Sequence analysis of HA and NA genes
The amino acid sequences of A/Goose/Iraq/Sul.1/2018 virus showed that the virus had multibasic cleavage sites of HPAI in the motif PLREKRRKR.GLF, which is the molecular marker of HPAI. The receptor binding sites of the H5 contained H103, E186, N189, K192, K189, G221, Q222, R223 and G224 (H5 numbering). The HA gene was also characterized by having A133 and A156 amino acid residues. A/Goose/Iraq/Sul.1/2018 had amino acids S94, V282 and I114, which is characteristic of 2.3.4.4 group B. Amino acid characterization of NA gene of A/Goose/Iraq/Sul.1/2018 indicated that the gene possessed the amino acid residues V116, I117, R118, E119, Q136, V148, D151, R155, D198, I 222, S246, H277, E 276, R292, and N294 (N2 numbering).

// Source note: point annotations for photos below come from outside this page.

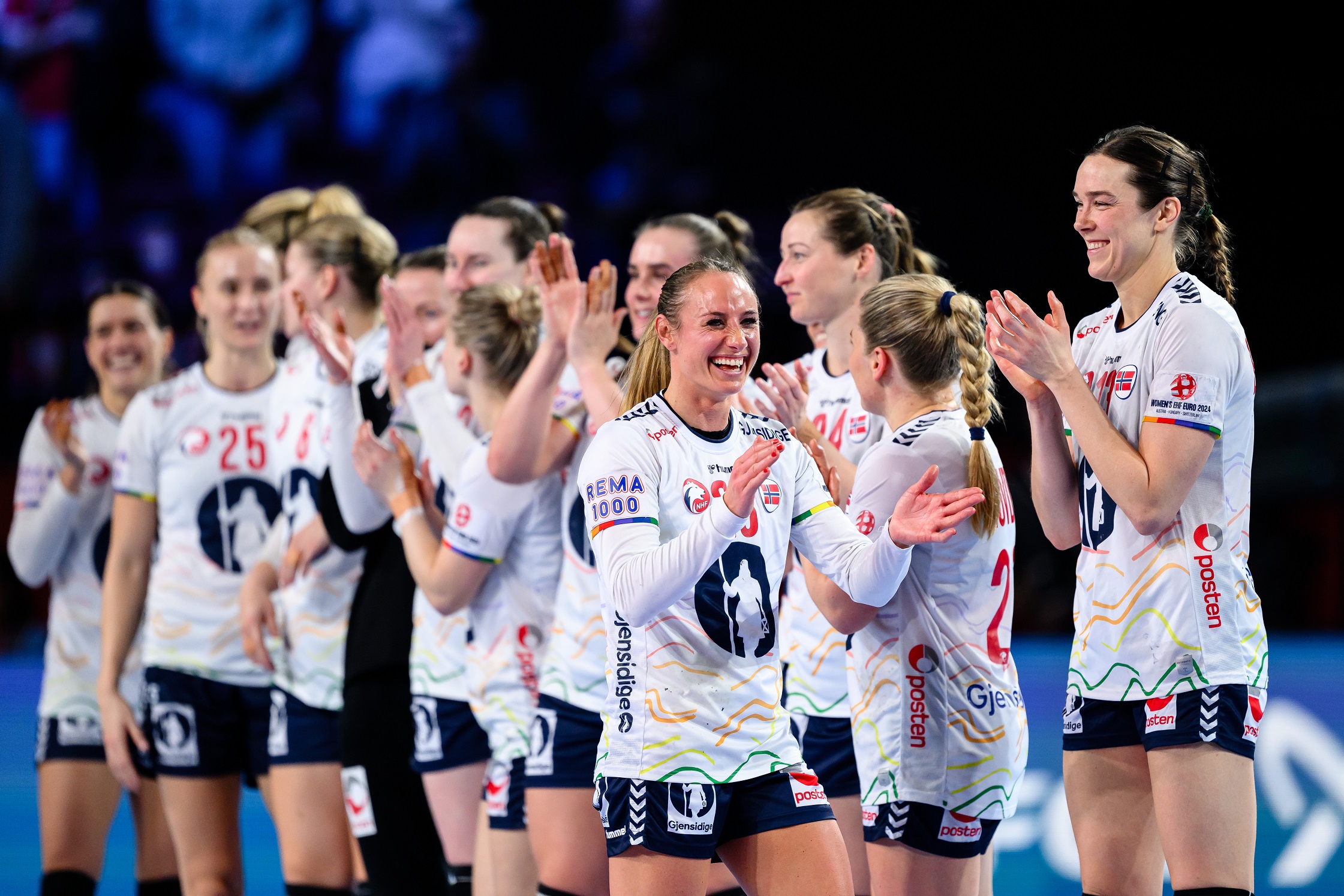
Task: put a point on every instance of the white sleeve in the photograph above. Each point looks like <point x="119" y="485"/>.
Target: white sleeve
<point x="629" y="558"/>
<point x="1194" y="366"/>
<point x="43" y="511"/>
<point x="362" y="510"/>
<point x="443" y="435"/>
<point x="868" y="572"/>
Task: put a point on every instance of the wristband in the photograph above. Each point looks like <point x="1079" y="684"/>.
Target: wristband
<point x="404" y="501"/>
<point x="419" y="374"/>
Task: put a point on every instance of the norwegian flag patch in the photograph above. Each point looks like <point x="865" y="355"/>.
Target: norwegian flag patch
<point x="771" y="495"/>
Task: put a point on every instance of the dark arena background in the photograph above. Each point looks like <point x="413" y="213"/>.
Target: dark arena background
<point x="131" y="132"/>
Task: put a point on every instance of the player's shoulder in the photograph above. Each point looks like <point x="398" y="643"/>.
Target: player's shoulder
<point x="174" y="393"/>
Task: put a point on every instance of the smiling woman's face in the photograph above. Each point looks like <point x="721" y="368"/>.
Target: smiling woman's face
<point x="717" y="339"/>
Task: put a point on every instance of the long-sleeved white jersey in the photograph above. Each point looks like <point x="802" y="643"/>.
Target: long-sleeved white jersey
<point x="314" y="611"/>
<point x="203" y="456"/>
<point x="64" y="538"/>
<point x="937" y="714"/>
<point x="1157" y="614"/>
<point x="690" y="591"/>
<point x="515" y="527"/>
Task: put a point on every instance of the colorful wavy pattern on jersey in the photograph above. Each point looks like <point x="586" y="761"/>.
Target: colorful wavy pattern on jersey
<point x="985" y="755"/>
<point x="1130" y="625"/>
<point x="738" y="753"/>
<point x="438" y="652"/>
<point x="502" y="681"/>
<point x="575" y="669"/>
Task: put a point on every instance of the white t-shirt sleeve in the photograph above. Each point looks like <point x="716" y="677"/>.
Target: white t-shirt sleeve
<point x="642" y="575"/>
<point x="43" y="511"/>
<point x="484" y="516"/>
<point x="136" y="467"/>
<point x="867" y="572"/>
<point x="1194" y="363"/>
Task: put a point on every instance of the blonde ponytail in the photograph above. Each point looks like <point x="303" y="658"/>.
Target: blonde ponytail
<point x="937" y="335"/>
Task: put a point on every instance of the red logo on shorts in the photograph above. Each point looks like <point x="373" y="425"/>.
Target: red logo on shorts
<point x="1183" y="386"/>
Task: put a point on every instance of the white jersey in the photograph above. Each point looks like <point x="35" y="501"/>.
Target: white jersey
<point x="939" y="716"/>
<point x="515" y="527"/>
<point x="438" y="641"/>
<point x="64" y="538"/>
<point x="576" y="659"/>
<point x="812" y="648"/>
<point x="1157" y="614"/>
<point x="202" y="453"/>
<point x="694" y="691"/>
<point x="314" y="611"/>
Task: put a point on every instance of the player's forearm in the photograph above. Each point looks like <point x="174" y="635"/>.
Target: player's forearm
<point x="444" y="438"/>
<point x="125" y="581"/>
<point x="601" y="394"/>
<point x="1054" y="481"/>
<point x="359" y="506"/>
<point x="643" y="578"/>
<point x="38" y="536"/>
<point x="840" y="612"/>
<point x="521" y="433"/>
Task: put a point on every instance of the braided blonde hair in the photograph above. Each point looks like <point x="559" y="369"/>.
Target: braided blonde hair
<point x="905" y="315"/>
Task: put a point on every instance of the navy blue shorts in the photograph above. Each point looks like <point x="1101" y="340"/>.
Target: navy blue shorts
<point x="203" y="729"/>
<point x="447" y="735"/>
<point x="930" y="829"/>
<point x="81" y="738"/>
<point x="564" y="743"/>
<point x="828" y="750"/>
<point x="1223" y="715"/>
<point x="299" y="732"/>
<point x="503" y="794"/>
<point x="693" y="820"/>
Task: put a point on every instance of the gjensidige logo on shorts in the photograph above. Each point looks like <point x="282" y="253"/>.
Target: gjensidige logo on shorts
<point x="960" y="829"/>
<point x="922" y="659"/>
<point x="691" y="809"/>
<point x="1208" y="538"/>
<point x="1160" y="714"/>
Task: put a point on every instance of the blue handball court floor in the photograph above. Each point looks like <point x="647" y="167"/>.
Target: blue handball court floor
<point x="1298" y="774"/>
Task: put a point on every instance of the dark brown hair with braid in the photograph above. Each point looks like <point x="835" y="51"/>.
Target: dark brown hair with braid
<point x="1160" y="167"/>
<point x="906" y="316"/>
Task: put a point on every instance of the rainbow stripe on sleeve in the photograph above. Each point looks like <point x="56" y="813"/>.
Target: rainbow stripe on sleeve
<point x="143" y="496"/>
<point x="1203" y="428"/>
<point x="812" y="512"/>
<point x="632" y="519"/>
<point x="472" y="557"/>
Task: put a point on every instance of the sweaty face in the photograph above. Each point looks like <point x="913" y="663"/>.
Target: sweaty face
<point x="125" y="345"/>
<point x="1120" y="236"/>
<point x="817" y="281"/>
<point x="718" y="336"/>
<point x="655" y="254"/>
<point x="238" y="297"/>
<point x="425" y="290"/>
<point x="479" y="253"/>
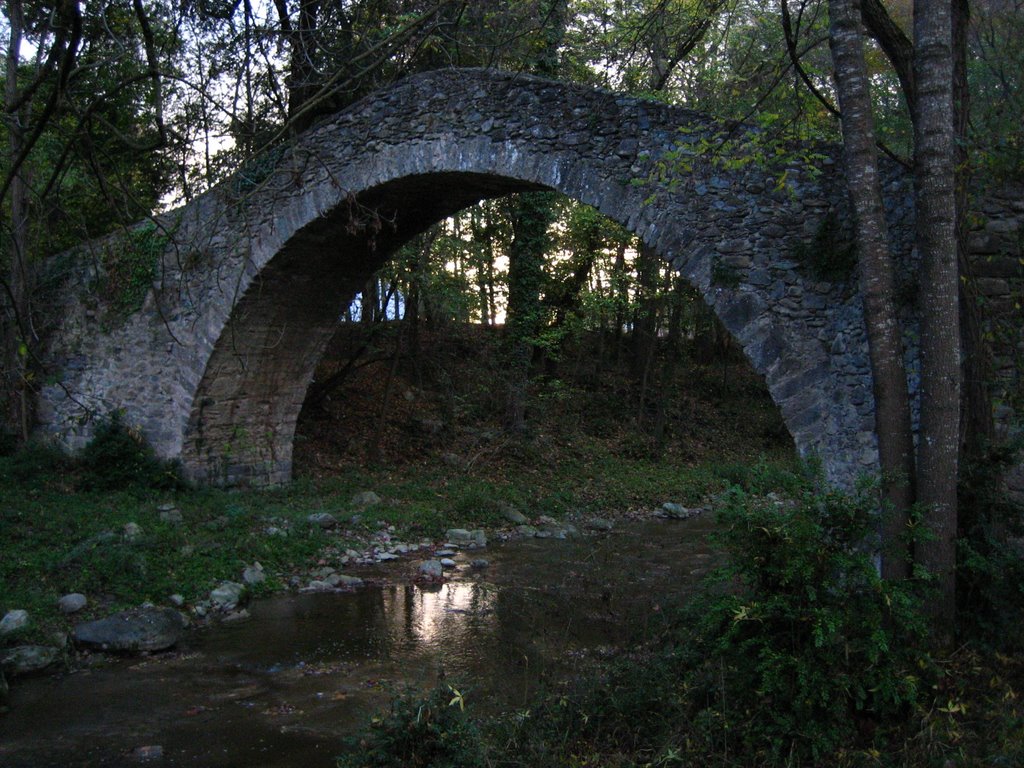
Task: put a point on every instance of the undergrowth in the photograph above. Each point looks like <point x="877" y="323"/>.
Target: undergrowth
<point x="796" y="653"/>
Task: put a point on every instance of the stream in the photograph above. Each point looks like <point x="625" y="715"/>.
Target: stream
<point x="284" y="687"/>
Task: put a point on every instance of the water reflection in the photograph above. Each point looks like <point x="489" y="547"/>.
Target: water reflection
<point x="283" y="688"/>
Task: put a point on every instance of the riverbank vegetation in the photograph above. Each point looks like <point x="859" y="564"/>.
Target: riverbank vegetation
<point x="796" y="653"/>
<point x="66" y="522"/>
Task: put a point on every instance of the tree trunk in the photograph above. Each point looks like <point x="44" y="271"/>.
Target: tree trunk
<point x="17" y="324"/>
<point x="892" y="411"/>
<point x="529" y="244"/>
<point x="934" y="154"/>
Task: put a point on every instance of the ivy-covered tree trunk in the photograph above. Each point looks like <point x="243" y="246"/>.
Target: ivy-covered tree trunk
<point x="17" y="279"/>
<point x="530" y="220"/>
<point x="892" y="404"/>
<point x="532" y="216"/>
<point x="934" y="154"/>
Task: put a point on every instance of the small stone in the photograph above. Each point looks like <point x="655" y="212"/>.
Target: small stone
<point x="430" y="570"/>
<point x="675" y="511"/>
<point x="227" y="595"/>
<point x="72" y="603"/>
<point x="317" y="585"/>
<point x="171" y="515"/>
<point x="26" y="659"/>
<point x="366" y="499"/>
<point x="133" y="631"/>
<point x="513" y="515"/>
<point x="13" y="621"/>
<point x="253" y="574"/>
<point x="323" y="520"/>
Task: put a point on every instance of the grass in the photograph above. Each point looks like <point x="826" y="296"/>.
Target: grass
<point x="60" y="538"/>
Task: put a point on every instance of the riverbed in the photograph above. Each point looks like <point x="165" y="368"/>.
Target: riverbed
<point x="285" y="686"/>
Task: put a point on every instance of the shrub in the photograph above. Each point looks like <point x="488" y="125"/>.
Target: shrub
<point x="807" y="648"/>
<point x="118" y="457"/>
<point x="418" y="732"/>
<point x="990" y="556"/>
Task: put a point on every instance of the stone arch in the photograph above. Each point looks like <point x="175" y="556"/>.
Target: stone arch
<point x="262" y="265"/>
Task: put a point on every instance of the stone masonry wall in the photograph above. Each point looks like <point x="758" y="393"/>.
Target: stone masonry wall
<point x="215" y="366"/>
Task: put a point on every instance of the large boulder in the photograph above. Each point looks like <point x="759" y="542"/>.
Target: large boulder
<point x="13" y="621"/>
<point x="132" y="631"/>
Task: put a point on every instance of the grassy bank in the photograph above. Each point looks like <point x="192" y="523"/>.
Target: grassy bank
<point x="65" y="529"/>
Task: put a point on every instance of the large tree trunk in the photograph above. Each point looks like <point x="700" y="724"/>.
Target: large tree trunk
<point x="892" y="411"/>
<point x="529" y="244"/>
<point x="934" y="153"/>
<point x="17" y="325"/>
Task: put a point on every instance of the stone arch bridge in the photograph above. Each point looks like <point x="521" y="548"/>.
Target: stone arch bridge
<point x="252" y="275"/>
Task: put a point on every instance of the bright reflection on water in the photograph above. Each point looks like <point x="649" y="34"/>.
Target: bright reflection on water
<point x="284" y="687"/>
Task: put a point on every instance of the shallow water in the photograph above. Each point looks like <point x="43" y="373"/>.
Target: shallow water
<point x="284" y="687"/>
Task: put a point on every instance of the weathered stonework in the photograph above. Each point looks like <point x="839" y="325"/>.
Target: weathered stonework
<point x="215" y="367"/>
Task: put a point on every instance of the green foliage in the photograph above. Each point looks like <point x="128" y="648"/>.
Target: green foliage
<point x="763" y="477"/>
<point x="421" y="732"/>
<point x="118" y="457"/>
<point x="808" y="646"/>
<point x="990" y="557"/>
<point x="830" y="254"/>
<point x="130" y="266"/>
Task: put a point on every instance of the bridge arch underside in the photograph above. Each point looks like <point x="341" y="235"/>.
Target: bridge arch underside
<point x="242" y="422"/>
<point x="248" y="401"/>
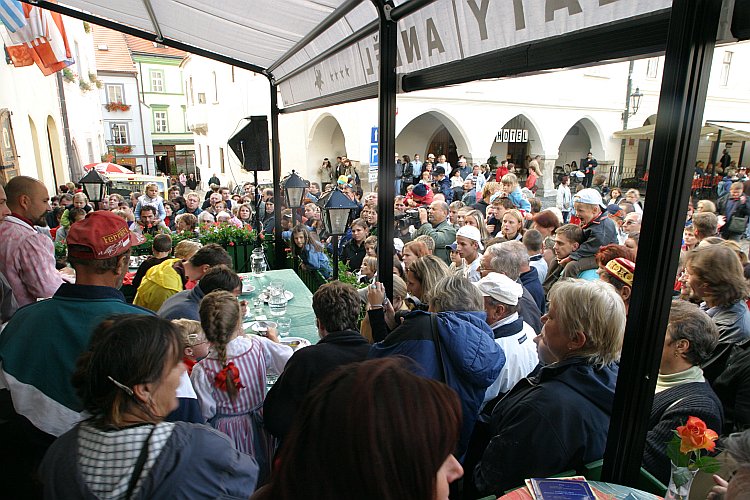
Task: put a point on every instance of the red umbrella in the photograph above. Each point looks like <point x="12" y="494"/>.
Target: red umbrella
<point x="108" y="168"/>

In this study, HPAI (H5N8) virus, A/Goose/Iraq/Sul.1/2018, was detected in geese in Sulaymaniyah province in Kurdistan Region, Iraq. Phylogenetic analysis reveals that the virus fell in group B in clade 2.3.4.4 H5N8. The topology of the phylogenetic tree based on the HA gene indicated that the Iraq virus clustered with viruses isolated from Iran and Israel in 2016-2017. The topology of the phylogenetic tree based on the NA gene showed that the Iraq virus clustered with viruses in Iran and Belgium. According to both HA and NA clusters, A/Goose/Iraq/Sul.1/2018 has a common ancestor with A/Crow/Aghakhan/2017, which was isolated from the migratory hooded crow in a national park in Esfahan province of Iran [17].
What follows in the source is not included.